Last year, Tucsonan Gabe Zimmerman, 30, an aide to then-U.S. Rep. Gabrielle Giffords, made that list of fatalities related to workplace violence, along with other public servants, including police officers, firefighters and Border Patrol agents.

The National Institute for Occupational Safety and Health estimates that the number of deaths related to illnesses from exposure to chemicals or other health hazards at work is more than 10 times the official number of work-related fatalities. That would mean about 825 people in Arizona died of work-related illnesses in 2010—or more than two people per day.

Many Arizonans were needlessly killed on the job in 2011. Oscar Bejerano, 27, was crushed by a crane while working for RJM Investment Co. of Congress, Ariz., on May 24. Arizona OSHA investigated and cited the company for two serious violations. It initially fined the company $14,000, but settled for $3,000. Jose C. Espino Avila, 38, was killed after falling off of a ladder while working for Comfort World A/C and Heating of Scottsdale. The fatality resulted in a $1,500 fine, which was reduced to $1,000.

A case involving the death of Lawrence Daley, 54, is being appealed by his employer, Siemens Industry of Phoenix, after the company was initially fined $27,750. In addition to these woefully inadequate penalties, the OSHA process allows the hazards responsible for these deaths to remain uncorrected while a case is being appealed.

Legislators argue that safety laws and regulations kill jobs. This claim is unsubstantiated by research and data, but perpetuated by lobbyists such as the U.S. Chamber of Commerce.

Instead of making progress to protect workers, Congress has tried to whittle away at the protections that keep all Americans safe. Even now, two bills are pending in the U.S. House of Representatives that aim to weaken our vital system of safeguards: HR 4078, the Regulatory Freeze for Jobs Act, and HR 1281, the Restoring Economic Certainty Act.
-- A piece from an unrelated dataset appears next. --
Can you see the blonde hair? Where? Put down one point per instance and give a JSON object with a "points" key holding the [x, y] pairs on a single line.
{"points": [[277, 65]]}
The wave of anti-regulation frenzy has delayed progress on standards for health hazards such as silica dust and combustible dust, and hampered efforts to prevent job-related illness and violence. Workers die from breathing silica dust on construction jobs and are killed by workplace explosions every year.

All citizens can be part of the solution. Become knowledgeable about worker safety through websites such as, and Know that all workers face hazards, whether it's falling from heights for construction workers, or a lack of drinking water and access to shade for agriculture workers. Urge your legislators to support stronger worker-safety programs. If you know a family affected by a serious workplace injury or death, reach out to them, and be compassionate.

Unsafe jobs kill workers and leave families and communities devastated. We must prevent these disasters by sending the strong message that employers must do everything possible to provide a workplace "free from recognized hazards," as stated in the OSHA Act of 1970.

Does a fine of $1,000 or $3,000 send a company that message?